En vivant avec eux, nous apprenons sur nous.
Le Cambodge a tant de visages.
Ceux de ses temples centenaires qui vous ôtent un peu de votre souffle, ceux de ses rues encrassées qui jamais ne se taisent, ceux de ses plages désertes qui vous font croire seul au monde,et ceux enfin de ses enfants qui vous rappellent inconsciemment les lois de l’existence.
Nous sommes volontaires pour aider, se disant que peut être nous aussi, nous pourrions « apporter » quelque chose dans cet immense territoire qui n’a que trop de besoins.
Alors trois semaines se passent à côtoyer ces mêmes regards qui s’accrochent à vous autant que vous le faites.
Oui, il est temps de conclure. Est ce le bon mot ? Aurait on l’innocence de croire que pareille parenthèse puisse trouver conclusion ?

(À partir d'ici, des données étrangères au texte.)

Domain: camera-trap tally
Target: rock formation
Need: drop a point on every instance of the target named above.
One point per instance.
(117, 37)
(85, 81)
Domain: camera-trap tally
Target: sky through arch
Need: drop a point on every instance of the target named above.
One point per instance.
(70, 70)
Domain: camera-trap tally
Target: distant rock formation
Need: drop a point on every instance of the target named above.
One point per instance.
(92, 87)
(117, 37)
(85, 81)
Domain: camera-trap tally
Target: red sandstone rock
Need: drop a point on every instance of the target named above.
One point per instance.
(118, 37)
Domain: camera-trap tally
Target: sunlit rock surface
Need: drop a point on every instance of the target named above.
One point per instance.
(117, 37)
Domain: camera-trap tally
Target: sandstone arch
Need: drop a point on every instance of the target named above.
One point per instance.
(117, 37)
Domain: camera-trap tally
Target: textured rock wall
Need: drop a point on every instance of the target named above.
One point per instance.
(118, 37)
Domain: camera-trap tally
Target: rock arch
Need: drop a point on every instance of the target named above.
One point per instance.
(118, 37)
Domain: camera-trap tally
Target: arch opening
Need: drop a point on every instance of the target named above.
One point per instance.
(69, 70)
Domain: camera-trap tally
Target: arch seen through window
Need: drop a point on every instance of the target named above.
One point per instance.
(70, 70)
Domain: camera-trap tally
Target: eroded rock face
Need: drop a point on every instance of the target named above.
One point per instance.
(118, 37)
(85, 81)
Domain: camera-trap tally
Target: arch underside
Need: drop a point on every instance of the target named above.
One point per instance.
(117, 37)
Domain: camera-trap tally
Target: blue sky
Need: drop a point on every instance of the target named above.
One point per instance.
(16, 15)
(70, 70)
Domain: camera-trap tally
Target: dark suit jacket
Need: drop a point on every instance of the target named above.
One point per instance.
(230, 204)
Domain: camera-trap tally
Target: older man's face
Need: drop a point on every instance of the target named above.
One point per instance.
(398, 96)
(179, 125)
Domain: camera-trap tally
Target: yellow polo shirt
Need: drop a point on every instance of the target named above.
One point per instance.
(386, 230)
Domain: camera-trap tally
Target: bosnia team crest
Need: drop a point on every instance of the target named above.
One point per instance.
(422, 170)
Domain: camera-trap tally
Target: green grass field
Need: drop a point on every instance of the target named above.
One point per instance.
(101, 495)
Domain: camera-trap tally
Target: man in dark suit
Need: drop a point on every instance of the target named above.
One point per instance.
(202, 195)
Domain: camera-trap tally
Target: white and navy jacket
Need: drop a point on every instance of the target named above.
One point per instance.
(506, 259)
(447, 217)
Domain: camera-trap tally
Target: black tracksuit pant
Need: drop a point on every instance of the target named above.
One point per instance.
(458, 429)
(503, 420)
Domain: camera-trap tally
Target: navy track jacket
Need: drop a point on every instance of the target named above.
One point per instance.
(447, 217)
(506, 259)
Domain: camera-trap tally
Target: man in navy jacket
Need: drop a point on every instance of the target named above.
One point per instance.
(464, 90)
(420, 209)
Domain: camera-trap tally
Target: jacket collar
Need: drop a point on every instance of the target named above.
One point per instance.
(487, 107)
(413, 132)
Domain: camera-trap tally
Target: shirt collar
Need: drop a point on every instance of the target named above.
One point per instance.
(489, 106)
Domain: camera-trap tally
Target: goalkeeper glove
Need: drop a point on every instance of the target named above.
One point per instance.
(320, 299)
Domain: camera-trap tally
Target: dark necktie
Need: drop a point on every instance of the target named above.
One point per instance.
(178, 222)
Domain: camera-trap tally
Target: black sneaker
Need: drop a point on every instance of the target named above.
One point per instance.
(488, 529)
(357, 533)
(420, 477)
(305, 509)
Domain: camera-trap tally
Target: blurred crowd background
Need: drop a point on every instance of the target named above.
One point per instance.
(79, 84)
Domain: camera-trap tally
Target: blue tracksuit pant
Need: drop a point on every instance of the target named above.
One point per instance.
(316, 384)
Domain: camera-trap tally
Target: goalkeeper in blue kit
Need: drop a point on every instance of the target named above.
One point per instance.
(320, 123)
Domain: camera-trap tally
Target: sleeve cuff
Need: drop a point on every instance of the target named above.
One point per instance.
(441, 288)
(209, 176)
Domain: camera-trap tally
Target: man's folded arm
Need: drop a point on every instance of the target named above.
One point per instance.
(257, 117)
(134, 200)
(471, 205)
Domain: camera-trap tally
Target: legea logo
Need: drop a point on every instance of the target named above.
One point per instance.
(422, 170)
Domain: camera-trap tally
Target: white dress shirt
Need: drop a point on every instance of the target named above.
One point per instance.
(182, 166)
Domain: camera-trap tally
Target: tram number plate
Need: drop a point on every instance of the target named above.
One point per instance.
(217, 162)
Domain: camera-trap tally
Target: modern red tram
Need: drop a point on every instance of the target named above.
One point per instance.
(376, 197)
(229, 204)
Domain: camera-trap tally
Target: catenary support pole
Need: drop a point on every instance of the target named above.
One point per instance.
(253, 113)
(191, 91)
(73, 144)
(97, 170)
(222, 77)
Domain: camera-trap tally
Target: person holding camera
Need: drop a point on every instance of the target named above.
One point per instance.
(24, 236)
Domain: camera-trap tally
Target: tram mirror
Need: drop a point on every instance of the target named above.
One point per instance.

Il est peut être temps de comprendre finalement. Comprendre que nous sommes, et fort malheureusement d’ailleurs, les vrais gagnants humains de ce timide passage. Il ne trouve pas de conclusion parce que son souvenir est impérissable et son enseignement intemporel.
En trois semaines au Cambodge nous pouvons laisser de l’énergie, du temps, des sentiments et par une égoïste injustice, ce que nous laisse le Cambodge ne trouve pas même de mots pour être exprimé.
Nous avons cru pouvoir donner.
Finalement nous avons beaucoup reçu.
En serrant toutes ces mains dans la vôtre une dernière fois, veillez bien à garder vos larmes à l’abris de leurs yeux, parce qu’avec eux nous n’avons droit qu’au bonheur.
J’ai le sentiment que votre voyage dure …… et dure….tellement vous nous avez fait sentir des odeurrs, invité à faire une pause dans notre quotidien effréné, partagé des moments privilégiés, relativiser en nous imprégnant des atmosphères de vos photos. J’ai presque honte d’être égoïste et de vous poser cette question mais quand serez-vous à nouveau parmi nous Marine?
Et je crois même qu’il durera encore bien au delà de mon retour en France… prévu vers la fin avril.
MErci et merci encore Madame K. de faire partie de cette grande aventure.
Pas de honte, l’égoisme a quelques vertus, voyez le vôtre me fait chaud au coeur.